The chip industry is a cutthroat one, and India being in its nascent stage to develop its own niche, needs to be wary of diving headlong into the competition. While the ambition is understandable and lauded, common sense must still prevail if it wishes to make a mark. For that, it needs to turn its head and start looking inward rather than outward. “I think we must start with making simple chips, chips which are relevant to India,” says Sherwani.
Microcontrollers, IoT chips, and LED PCBAs are some aspects that India can aim for, simply because their demand in local terms is extremely high, making it easily scalable while also giving the still-growing market a big indigenous push. Gupta suggests taking a thread out of the big-little approach that many MNCs have followed. This would allow Indian companies the option to choose indigenously produced chips to add to their domestically produced products, which would further increase their value addition.
“For instance, India today makes 700 (types of) LED bulbs domestically for domestic consumption. A small tensor chip goes into every small volt LED. It’s a simple chip but the volume is humongous. And since the product is also made by Indian companies, they can decide what to use. This could be the little part of the big-little. The big part would automatically proceed once we conquer our local ground,” says Gupta.
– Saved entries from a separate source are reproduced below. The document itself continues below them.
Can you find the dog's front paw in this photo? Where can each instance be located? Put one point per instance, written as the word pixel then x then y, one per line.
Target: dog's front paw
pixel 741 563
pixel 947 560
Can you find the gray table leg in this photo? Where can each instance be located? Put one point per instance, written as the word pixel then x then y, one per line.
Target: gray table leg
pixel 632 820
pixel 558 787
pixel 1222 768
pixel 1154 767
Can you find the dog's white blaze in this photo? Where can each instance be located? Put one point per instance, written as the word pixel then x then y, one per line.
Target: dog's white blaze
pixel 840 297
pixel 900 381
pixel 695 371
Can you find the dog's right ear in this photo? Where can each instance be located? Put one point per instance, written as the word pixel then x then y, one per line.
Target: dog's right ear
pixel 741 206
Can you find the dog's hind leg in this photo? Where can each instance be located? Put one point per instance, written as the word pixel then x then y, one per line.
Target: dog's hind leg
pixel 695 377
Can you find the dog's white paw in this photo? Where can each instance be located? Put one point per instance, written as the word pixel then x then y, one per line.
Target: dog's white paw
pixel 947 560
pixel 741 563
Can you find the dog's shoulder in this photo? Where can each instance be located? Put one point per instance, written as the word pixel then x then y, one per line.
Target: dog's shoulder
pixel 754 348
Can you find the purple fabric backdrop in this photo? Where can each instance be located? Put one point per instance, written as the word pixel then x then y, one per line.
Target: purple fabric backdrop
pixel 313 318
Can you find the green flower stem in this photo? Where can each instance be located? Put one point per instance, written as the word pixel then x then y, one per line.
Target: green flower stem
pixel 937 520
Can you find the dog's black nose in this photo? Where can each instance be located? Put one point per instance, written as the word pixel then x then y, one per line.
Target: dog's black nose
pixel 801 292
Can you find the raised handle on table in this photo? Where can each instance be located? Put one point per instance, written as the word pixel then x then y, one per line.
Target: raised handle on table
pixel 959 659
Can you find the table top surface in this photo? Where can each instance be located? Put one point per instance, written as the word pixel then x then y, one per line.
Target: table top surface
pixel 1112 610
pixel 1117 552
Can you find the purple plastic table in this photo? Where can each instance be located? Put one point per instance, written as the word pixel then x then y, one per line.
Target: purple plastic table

Additionally, owing to the high investment that chip making requires, not every idea gets elevated. This also means that a lot of great ideas with little marketability, at least initially, have had to go down the drain only because someone decided it would not be worth spending on.
“I think we need to become more open and allow for more people to contribute their ideas in order to see what kind of stars can emerge. It is important to remove the ability of third parties to say ‘no’ to a project as much as we can,” Wishart adds.
Grabbing the seat
The government’s strong foot forward with regards to the semiconductor space was a much-needed move and, although late, it is expected to herald the golden era of the electronics industry of the country. What needs to be done is to adopt a problem-centric approach to think of an end-to-end solution, which can be scaled up from a local problem into a global problem. This is where the academia needs to play its part.
“The real question is how we can get real good ideas. The moment we are able to bring compelling ideas, people will be forced to fund them,” reiterates Mitra.
While sovereignty is the ultimate goal, India needs to focus on getting a share of the pie, no matter how small it is. In the end, India needs to do enough to sit on the table with other countries, because if we control even 3% of the market, we can sit there. If we are zero, we will not even be invited.